Fin da bambini siamo abituati a sentir parlare di Olocausto, di Shoah, ma l’argomento è molto forte e doloroso. Perciò nonostante ormai abbia l’età per affrontarlo con maggiore maturità, per effettuare questo viaggio nell’orrore, ho chiesto aiuto a mio padre e a mia madre. Prima abbiamo letto i fatti storici, le date, i luoghi, la politica nazista, le persone, le nazioni, i fatti di guerra. Poi abbiamo visto dei documentari e dei film sull’argomento. Poi ho riletto “Il diario di Anna Frank” e “La chiave di Sara”. Tutto questo non basta a spiegare l’orrore. Ho chiesto a mio padre cos’è la Shoah e mi ha risposto così: “La parola Shoah negli ultimi anni è andata sostituendo il termine Olocausto, perché la parola Olocausto contiene in sé il concetto di sacrificio volontario, mentre in realtà Shoah rende meglio l’idea di ciò che è stato: annientamento, disastro, catastrofe. Sono stati uccisi sei milioni di ebrei, ma anche zingari, malati di mente, disabili, testimoni di Geova, omosessuali, oppositori politici. Insomma tutti quelli che mettevano in pericolo la prosperità della Germania, che ‘inquinavano’ la razza ariana, la razza ‘pura’ per eccellenza. L’odio antisemita era molto comune negli anni venti/trenta in Europa, ma ha radici lontane nei secoli. Nel 1935 la Germania vara delle leggi antiebraiche che vengono approvate dall’Italia nel 1938. È accaduto quello che non deve accadere, in un passato non lontano, nella civile e illuminata Europa, milioni di persone hanno permesso che accadesse”.

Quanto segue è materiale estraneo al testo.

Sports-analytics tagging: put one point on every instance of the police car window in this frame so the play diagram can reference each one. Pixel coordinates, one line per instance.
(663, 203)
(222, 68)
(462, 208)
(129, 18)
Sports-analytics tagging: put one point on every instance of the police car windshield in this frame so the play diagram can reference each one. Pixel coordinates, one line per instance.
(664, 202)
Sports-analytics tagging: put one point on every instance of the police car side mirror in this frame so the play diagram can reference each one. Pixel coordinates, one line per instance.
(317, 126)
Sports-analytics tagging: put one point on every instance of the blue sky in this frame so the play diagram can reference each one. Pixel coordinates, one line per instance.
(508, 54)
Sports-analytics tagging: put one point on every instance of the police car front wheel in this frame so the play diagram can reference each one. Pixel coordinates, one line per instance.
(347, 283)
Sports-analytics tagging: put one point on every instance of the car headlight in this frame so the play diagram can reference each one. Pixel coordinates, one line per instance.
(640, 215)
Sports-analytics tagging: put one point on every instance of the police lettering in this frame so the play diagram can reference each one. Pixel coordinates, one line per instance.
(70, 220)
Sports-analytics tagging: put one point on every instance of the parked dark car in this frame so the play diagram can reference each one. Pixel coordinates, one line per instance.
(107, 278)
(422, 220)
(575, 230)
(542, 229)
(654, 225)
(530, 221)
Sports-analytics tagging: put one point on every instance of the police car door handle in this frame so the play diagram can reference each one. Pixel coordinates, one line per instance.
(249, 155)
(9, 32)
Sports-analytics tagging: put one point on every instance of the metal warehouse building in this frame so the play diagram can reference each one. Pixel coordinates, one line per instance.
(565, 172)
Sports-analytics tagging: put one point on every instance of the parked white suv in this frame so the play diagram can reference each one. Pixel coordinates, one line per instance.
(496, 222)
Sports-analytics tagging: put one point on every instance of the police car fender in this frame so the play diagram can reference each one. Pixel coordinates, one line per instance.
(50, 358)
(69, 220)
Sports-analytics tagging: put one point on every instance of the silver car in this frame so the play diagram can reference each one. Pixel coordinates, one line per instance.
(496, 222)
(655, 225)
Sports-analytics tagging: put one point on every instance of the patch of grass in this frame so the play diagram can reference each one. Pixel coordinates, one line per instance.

Poi ho chiesto a mia madre cos’è la Shoah e mi ha detto: “Attendevo questa domanda, con terrore e dolore. Mille volte dentro me ho cercato di scorrere gli eventi storici, i film visti, i libri letti, le testimonianze ascoltate, per prepararmi a questo momento. Ti posso solo dire che non ci sono riuscita. Non ho saputo trovare una spiegazione lucida, chiara, intellegibile. Perciò ti dico quello che penso io. I sentimenti che provo sono talmente forti che riesco a sentire un dolore quasi fisico quando penso a quelle madri a cui venivano strappati i figlioletti avviati a morte o a esperimenti grazie ai quali si sono arricchite le case farmaceutiche. Chiudo gli occhi e riesco a sentire le urla, il gelo, lo sgomento, il terrore, la sorpresa di quei figli strappati dalle madri, denudati, torturati, massacrati e poi o vivi o morti lasciati volare come angeli dai camini. Ecco, in quegli anni ha vinto il male sul bene, l’uomo si è spogliato della sua umanità e si è fatto bestia. È sceso in tutta Europa un buio infernale. Il silenzio dei carnefici e della gente che sapeva e non ha fatto nulla, era forte e violento come le urla delle vittime. Furono anni senza luce, fu una lunga tenebra. È importante sapere questi fatti e ricordarli, per rispetto nei confronti delle vittime tutte, per cercare di fare in modo che non si ripeta. Ma ti voglio anche dire che nonostante tutto questo male infernale, il bene non era del tutto sparito. Dopo l’eccidio, a Gerusalemme hanno iniziato a riempire le pagine del ‘Libro dei Giusti’. È un libro su cui sono scritti 20.000 nomi di persone non ebree che hanno aiutato gli ebrei. Perché chi salva una persona salva l’Umanità. Tra essi ci sono anche molti italiani come Giorgio Perlasca. Perlasca salvò circa 5.200 ebrei. Ricordiamo anche il tedesco Schindler e anche la Danimarca, che fu l’unica nazione eletta tra tutte “giusta”. Quindi è possibile associare dei nomi di persone nobili e buone agli artefici di tanto male”.
Adesso tocca a me, alle mie riflessioni. Io non trovo ancora le parole per esprimere tutto quello che provo.
Mi vengono in mente quei tetri campi di concentramento; all’ingresso di Auschwitz c’era scritto “Il lavoro rende liberi”.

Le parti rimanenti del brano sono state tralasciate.